Only Calla and Ronan remained standing, and they regarded each other warily.
It still felt like there had never been this many people in the house, which was utterly untrue. It was possibly true that there had never been this many men in the house before. Certainly never this many raven boys.
Blue felt as if their very presence robbed something from her. They’d made her family dingy just by coming here.
"It is," Maura said, "too damn loud in here." The way she said it, though, holding one finger to her pulse, just under her jawbone, told Blue that it was not their voices that were too loud. It was something she was hearing inside her head. Persephone, too, was wincing.
"Do I need to leave?" Blue asked, though that was the last thing she wanted.
Gansey, misunderstanding, immediately asked her, "Why would you have to leave?"

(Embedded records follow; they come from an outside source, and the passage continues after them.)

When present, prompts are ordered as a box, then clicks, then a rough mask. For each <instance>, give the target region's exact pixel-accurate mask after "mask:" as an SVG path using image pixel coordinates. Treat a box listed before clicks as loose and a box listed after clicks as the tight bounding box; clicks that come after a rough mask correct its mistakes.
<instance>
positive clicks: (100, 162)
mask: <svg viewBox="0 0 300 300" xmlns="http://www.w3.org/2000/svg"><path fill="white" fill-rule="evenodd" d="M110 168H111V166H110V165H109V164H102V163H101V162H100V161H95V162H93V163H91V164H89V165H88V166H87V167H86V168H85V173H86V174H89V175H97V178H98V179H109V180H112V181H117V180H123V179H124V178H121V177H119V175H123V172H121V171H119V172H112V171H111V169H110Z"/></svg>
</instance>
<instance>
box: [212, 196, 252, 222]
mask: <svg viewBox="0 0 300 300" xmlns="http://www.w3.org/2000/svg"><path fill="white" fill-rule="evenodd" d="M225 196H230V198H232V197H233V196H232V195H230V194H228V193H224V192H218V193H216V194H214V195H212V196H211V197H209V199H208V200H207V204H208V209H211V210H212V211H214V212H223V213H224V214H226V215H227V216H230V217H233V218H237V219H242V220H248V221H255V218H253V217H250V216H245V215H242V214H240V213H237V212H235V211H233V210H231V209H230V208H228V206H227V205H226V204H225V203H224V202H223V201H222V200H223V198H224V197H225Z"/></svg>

"She makes things louder for us," Maura said. She was frowning over all of them as if she was trying to make sense of it. "And you three are … very loud already."
Blue’s skin was hot. She could imagine herself heating like an electrical conduit, sparks from all parties traveling through her. What could these raven boys have going on under their skins that could deafen her mother? Was it all of them in conjunction, or was it merely Gansey, his energy screaming out the count-down to his death?
"What do you mean, very loud?" Gansey asked. He was, Blue thought, very clearly the ringleader of this little pack. They all kept looking to him for their cues of how to interpret the situation.
"I mean that there is something about your energies that is very …" Maura trailed off, losing interest in her own explanation. She turned to Persephone. Blue recognized the look exchanged between them. It was, What is going on? "How do we even do this?"